Zhang Zixun, Zhou Yuzhe, Zheng Jiayou, Feng Chunmei, Cui Shuguang, Wang Sheng, Li Zhen
FNii-Shenzhen, 2001 Longxiang Boulevard, Longgang District, Shenzhen, 518172, Guangdong, China; School of Science and Engineering, the Chinese University of Hong Kong (Shenzhen), 2001 Longxiang Boulevard, Longgang District, Shenzhen, 518172, Guangdong, China.
Institute of High Performance Computing, A*STAR, 1 Fusionopolis Way #16-16 Connexis, Singapore, 138632, Singapore.
Comput Biol Med. 2025 Sep;195:110607. doi: 10.1016/j.compbiomed.2025.110607. Epub 2025 Jun 30.
Large-scale Protein Language Models (PLMs), such as the Evolutionary Scale Modeling (ESM) family, have significantly advanced our understanding of protein structures and functions. These models have shown immense potential in biomedical applications, including drug discovery, protein design, and understanding disease mechanisms at the molecular level. However, PLMs are typically pre-trained on residue sequences alone, with limited incorporation of structural information, presenting opportunities for further enhancement.

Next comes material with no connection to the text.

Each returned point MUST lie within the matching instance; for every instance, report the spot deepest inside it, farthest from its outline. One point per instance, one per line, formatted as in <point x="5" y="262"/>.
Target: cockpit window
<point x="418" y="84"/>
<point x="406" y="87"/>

In this paper, we propose Structure Information Injecting Tuning (SI-Tuning), a parameter-efficient fine-tuning method, to integrate structural information into PLMs. SI-Tuning maintains the original model parameters in a frozen state while optimizing task-specific vectors for input embedding and attention maps. Structural features, including dihedral angles and distance maps, are used to derive this vector, injecting the structural information that improves model performance in downstream tasks. Extensive experiments on 650M ESM-2 demonstrate the effectiveness of our SI-Tuning across multiple downstream tasks. Specifically, our SI-Tuning achieves an accuracy of 93.95% on DeepLoc binary classification, and 76.05% on Metal Ion Binding, outperforming SaProt, a large-scale pre-trained PLM with structural modeling. SI-Tuning effectively enhances the performance of PLMs by incorporating structural information in a parameter-efficient manner. Our method not only advances downstream task performance, but also offers significant computational efficiency, making it a valuable strategy for applying large-scale PLM to broad biomedical downstream applications. Code is available at https://github.com/Nocturne0256/SI-tuning.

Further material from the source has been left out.